Also, in this stack of papers was a talk printed out by Sister Juli B. Beck entitled, "Mothers Who Know". If you go to Juli's blog you will notice the title of her blog is "A Mother Who Knows". A couple of pages into her blog, you will also find this post where she writes about become a mother who knows. If you go to her Twitter page, you will notice her Twitter name is Mother Who Knows. With all of these things staring me in the face, I am ashamed to admit that I never went and read the actual talk until it was in my hand this afternoon.
I wish I would've read it sooner because it really helped me and I now have a new goal...to become a mother who knows. I am going to do a 7 part series, focusing on each point of Sister Beck's talk individually because each deserves their own post. I hope you will join me in learning about how to be a mother who knows. And please, go read Sister Beck's talk.
Mothers Who Know Bear Children
"Mothers who know desire to bear children. Whereas in many cultures in the world children are “becoming less valued,”2 in the culture of the gospel we still believe in having children. Prophets, seers, and revelators who were sustained at this conference have declared that “God’s commandment for His children to multiply and replenish the earth remains in force.”3 President Ezra Taft Benson taught that young couples should not postpone having children and that “in the eternal perspective, children—not possessions, not position, not prestige—are our greatest jewels.”4
Faithful daughters of God desire children. In the scriptures we read of Eve (see Moses 4:26), Sarah (see Genesis 17:16), Rebekah (see Genesis 24:60), and Mary (see 1 Nephi 11:13–20), who were foreordained to be mothers before children were born to them. Some women are not given the responsibility of bearing children in mortality, but just as Hannah of the Old Testament prayed fervently for her child (see 1 Samuel 1:11), the value women place on motherhood in this life and the attributes of motherhood they attain here will rise with them in the Resurrection (see D&C 130:18). Women who desire and work toward that blessing in this life are promised they will receive it for all eternity, and eternity is much, much longer than mortality.

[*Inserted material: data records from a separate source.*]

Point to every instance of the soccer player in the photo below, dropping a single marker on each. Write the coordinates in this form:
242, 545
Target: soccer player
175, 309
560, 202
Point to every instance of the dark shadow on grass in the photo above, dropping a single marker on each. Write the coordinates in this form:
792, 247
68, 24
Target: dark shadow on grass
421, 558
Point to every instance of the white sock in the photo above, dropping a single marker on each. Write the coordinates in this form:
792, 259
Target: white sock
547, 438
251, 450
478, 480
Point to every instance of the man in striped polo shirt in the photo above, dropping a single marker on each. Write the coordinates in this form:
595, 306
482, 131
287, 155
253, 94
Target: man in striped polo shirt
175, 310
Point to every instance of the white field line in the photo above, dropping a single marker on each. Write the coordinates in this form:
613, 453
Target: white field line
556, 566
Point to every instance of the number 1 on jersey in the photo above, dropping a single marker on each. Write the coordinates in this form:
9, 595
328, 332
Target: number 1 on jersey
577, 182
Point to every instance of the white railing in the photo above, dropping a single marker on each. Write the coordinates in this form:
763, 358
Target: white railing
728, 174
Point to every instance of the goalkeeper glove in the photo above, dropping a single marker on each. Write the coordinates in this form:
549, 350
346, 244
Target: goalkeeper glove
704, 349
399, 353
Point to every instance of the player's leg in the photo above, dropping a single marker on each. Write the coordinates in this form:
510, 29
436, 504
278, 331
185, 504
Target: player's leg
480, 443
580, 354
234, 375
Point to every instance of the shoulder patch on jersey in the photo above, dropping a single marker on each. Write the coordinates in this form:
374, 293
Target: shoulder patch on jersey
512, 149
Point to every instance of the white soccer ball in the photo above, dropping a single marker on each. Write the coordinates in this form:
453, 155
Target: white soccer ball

There is eternal influence and power in motherhood."
This first part of the series will probably be the easiest for me. I am already a mother who wants to bear children. But I believe that this means more than just getting pregnant over and over again.
I believe that being a mother who wants to bear children also means that we want the best for the children we bear. Getting pregnant in itself is a miracle and is the starting point but it cannot end with the bearing of our children. We need to bear our children, knowing we are going to do everything in our power to help them in this life.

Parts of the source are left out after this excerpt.